Sustain is a word, which like Hunpty Dumpty in Alice in Wonderland said "...means just what I choose it to mean." It has been a problem since 1897 when the Organic Act of the Forest Service was written, further in 1920, maximum sustainable yield in fisheries in the 1940's, optimum sustainable yield in fisheries in the 1958 Oceans Convention, and in the 1944 Sustained Yield Forest Management Act. Sustain is a verb. It is something that a manager can do to a system. A population of deer may be a system and thus a deer manager may sustain the herd. The difficulty with the concept is one about the performance measure for the system. How will the manager or the client know that the herd has been sustained? How might an opposition attorney in a court case argue that the herd had not been sustained? What if the population is below a desired level? Should that population be sustained? If excessive and causing problems, should that population be sustained? These are the types of issues encountered with the word and its meaning.

Maser (1994) in Sustainable Forestry is said to have devised a new theoretical framework for forestry. It relies on adaptive management, an ad hoc process with continual feedback and adjustments.

Schallau (1989) observed how plans to export timber (the continuous flow from public lands into the mill) changed the economics of a region and thwarted the intent of the laws to provide employment. In response to changes in world markets and demands for wood, continual harvests could cause prices to drop if there are over supplies, creating further problems. Soon it was realized that a constant supply of wood, "the yield from the land" was not what was intended in the formulation of early law and policy but yield of products from the mills. This idea was soon rejected (for example, since excessive milling capacity may be attracted but impossible to be used over the long run) and replaced with "benefits." An enterprise might produce some product for a very long time but if the supply influences the price, then continual work can bankrupt the company. The raw material inputs, the sustained yield from the field, might hasten the bankruptcy...clearly not the intention of the law or or managers. Sustained yield may not be a good thing. Surplus may be as important to manage as shortage.

I once questioned the propriety of widespread boll weevil control in a federal agency. If successful, cotton supplies would increase, the price drop, and the cotton farmers may be worse off than was intended. I was encouraged not to follow that line of thought.

In John Hof's chapter in Coactive Management called "Sustainability Revisited", he listed the advantages of non-declining timber yield (a la 1925) but was quick to point out that such policy when used in conventional computer models caused increasing harvests and imposes very high costs due to the constraints used in the model.
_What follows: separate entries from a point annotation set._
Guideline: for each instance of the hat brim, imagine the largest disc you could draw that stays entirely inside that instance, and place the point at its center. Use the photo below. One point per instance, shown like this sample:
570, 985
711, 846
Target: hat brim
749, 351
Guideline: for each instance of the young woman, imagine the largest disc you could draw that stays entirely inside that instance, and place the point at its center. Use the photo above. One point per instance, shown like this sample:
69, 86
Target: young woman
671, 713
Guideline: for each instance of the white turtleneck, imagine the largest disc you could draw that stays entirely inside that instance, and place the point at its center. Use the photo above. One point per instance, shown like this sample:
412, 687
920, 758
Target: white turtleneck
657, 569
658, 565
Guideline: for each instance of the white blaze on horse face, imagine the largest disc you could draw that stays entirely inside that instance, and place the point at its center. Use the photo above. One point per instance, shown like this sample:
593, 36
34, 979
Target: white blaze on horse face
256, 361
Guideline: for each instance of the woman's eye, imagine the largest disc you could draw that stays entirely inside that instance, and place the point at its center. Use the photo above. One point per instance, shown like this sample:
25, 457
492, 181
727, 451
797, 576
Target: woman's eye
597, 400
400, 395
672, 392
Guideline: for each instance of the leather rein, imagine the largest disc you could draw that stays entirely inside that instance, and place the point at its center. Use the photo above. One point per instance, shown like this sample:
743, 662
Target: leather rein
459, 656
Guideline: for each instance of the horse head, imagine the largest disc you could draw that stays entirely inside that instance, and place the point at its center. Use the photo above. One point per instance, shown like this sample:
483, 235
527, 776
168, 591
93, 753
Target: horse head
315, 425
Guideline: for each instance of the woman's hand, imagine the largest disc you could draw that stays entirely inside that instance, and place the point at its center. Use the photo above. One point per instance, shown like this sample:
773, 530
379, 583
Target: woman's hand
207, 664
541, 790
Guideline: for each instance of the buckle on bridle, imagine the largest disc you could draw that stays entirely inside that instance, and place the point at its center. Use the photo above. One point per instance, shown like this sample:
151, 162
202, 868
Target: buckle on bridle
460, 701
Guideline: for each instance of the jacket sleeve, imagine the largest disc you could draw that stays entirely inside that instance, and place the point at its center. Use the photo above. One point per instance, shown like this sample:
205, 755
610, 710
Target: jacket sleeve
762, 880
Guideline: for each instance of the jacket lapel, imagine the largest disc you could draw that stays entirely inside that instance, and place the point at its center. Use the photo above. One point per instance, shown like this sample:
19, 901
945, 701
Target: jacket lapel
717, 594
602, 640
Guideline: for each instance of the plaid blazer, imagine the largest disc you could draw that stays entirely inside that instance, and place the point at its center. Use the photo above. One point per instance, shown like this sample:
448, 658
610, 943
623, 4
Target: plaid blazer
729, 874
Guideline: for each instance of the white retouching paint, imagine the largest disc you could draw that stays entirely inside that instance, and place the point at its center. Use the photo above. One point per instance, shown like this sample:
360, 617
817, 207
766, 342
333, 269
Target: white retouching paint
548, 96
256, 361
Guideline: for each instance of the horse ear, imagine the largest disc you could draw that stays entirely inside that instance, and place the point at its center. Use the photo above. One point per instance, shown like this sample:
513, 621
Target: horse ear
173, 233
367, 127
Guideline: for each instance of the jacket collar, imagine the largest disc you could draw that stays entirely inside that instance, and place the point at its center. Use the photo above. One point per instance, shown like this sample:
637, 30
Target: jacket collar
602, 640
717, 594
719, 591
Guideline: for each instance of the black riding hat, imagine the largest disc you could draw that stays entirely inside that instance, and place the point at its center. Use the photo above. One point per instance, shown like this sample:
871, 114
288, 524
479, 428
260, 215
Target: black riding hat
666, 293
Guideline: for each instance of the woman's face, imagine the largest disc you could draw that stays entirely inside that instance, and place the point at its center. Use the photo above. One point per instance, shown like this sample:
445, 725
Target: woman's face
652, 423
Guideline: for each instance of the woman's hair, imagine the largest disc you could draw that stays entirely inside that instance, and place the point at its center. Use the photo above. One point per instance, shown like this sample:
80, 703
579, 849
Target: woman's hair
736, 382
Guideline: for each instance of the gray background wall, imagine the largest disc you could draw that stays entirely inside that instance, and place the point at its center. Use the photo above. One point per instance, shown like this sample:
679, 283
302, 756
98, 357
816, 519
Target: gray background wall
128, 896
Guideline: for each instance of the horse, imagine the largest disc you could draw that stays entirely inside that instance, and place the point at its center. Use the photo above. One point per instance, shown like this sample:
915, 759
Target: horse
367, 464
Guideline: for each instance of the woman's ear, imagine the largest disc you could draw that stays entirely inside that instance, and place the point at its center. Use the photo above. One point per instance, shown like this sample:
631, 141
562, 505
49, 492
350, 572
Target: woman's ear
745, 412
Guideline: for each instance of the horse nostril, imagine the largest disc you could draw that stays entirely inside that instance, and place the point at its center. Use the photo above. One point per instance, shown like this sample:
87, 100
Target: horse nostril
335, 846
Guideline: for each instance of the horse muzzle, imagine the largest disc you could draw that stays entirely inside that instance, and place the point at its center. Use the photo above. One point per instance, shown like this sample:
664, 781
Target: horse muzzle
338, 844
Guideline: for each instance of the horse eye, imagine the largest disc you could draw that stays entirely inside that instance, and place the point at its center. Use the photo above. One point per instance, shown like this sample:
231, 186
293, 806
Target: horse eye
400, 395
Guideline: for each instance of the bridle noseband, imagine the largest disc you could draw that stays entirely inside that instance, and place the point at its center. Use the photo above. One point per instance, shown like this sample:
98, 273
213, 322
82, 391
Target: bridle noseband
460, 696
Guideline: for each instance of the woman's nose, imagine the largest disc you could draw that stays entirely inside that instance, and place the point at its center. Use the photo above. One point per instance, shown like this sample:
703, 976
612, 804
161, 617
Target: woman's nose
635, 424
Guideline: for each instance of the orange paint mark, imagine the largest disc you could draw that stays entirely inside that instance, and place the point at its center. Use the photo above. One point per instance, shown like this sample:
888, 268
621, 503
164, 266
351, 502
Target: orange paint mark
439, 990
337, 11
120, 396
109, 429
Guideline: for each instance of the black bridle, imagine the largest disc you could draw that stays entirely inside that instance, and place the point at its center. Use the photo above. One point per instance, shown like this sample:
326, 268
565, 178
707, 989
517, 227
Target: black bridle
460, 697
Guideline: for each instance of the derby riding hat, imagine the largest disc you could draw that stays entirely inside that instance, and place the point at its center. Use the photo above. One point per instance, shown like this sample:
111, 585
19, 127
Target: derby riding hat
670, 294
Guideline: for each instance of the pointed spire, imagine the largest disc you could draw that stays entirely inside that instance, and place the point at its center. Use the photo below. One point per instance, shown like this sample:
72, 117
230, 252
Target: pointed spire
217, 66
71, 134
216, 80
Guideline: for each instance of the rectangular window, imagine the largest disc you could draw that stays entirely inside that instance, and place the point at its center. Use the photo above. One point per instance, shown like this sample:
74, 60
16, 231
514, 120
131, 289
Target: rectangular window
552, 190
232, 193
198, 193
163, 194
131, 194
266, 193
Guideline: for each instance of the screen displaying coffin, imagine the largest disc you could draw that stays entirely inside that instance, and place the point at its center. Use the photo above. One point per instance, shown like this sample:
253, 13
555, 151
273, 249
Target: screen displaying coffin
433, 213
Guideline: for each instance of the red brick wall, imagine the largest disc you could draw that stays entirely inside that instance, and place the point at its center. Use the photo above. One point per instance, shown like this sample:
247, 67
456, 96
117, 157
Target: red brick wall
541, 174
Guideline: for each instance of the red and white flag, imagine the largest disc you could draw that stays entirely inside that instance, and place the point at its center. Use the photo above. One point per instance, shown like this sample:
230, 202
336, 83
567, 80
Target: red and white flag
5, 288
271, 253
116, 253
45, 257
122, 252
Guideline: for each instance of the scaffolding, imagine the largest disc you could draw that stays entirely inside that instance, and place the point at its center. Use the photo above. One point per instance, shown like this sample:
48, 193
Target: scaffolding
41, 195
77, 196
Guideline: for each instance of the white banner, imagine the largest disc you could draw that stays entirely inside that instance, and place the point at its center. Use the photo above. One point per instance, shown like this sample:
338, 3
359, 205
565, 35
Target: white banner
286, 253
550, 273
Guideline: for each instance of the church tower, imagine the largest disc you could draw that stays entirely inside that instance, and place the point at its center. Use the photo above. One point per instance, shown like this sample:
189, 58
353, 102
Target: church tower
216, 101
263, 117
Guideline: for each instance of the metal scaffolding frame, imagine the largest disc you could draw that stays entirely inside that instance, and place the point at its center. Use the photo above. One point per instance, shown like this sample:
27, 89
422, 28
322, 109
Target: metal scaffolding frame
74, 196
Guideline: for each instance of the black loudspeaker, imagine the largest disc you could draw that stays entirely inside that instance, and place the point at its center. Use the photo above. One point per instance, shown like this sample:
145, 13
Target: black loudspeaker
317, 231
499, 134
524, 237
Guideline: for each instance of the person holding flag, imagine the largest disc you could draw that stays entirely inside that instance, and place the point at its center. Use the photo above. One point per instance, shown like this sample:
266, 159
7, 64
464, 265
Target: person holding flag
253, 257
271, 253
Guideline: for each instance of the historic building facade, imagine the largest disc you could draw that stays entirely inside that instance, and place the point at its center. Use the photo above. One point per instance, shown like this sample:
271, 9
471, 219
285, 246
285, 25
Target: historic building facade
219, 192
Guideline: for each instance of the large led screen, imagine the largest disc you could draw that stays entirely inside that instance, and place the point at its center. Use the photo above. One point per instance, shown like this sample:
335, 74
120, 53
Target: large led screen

He said that non-declining yield is grounded in an appeal to stabilize a harvest or conservation for the future."... These rationales are actually served better by an alternative approach to strict nondeclining yield constraints..." He argued for a Maximin strategy, maximizing even harvest levels which he said seemed to be more stable, more equitable, and had lower opportunity costs than a rigid non-declining yield procedure.

Sustain has one dimension of meaning which is "without interruption." Even the words used to express this cause confusion. "Continual" allows interruptions and variability (regular or frequent) while "continuous" means uninterrupted in time or sequence. In the natural resource world continual events are dominant. Of course endangered species presence must be continuous (but even with such species, meta-population theory has entered and questions abound about whether small populations of a species far removed from a healthy large population can every be considered to be continuous. Even tree growth is continual, but because it is cumulative, the interruptions are not seen. Every person feeding birds knows that the populations at the feeder differ annually. They are continual. To mention annual differences brings into focus the issue of time and the planning horizon. For stability to be meaningful a period of interest must be specified. Stability is evaluated relative to a second, a week, or a 100-year period, etc. It is influenced by intrinsic phenomena (like circadian forces), migration, and location (like pollution or pesticide applications). What is an appropriate time horizon? The shorter, the less likely a manager is to be able to sustain a population. Few populations can recover from a crisis situation or low state in a short period. Laws related to sustained yield speak of "into perpetuity." Few people would bet that they could stabilize a system in 2 years (things are too variable!) but would be willing to attempt it over the long run. No one will tolerate a claim of a system being sustained for 2 years, but it failed in the third year, thus it was sustained! The question of what is the longrun and perpetuity remain. To compute, there has to be an end condition, at least a tentative one, and it needs to be large enough to accommodate several human generations and the age of trees. It must be computed or there will never be a realistic engagement by decision makers of whether the future conditions might be tolerable or sufficient, even for today's people. Within Lasting Forests it is 150 years and analyses are typically done "sliding forward" or auto-regression-like procedures, dropping the first year of data or information, adding the latest data, and projecting within models for the next 150 years. (Constraints perceived about future needs are also used to accommodate analyses for the longrun, the longterm, and perpetuity.)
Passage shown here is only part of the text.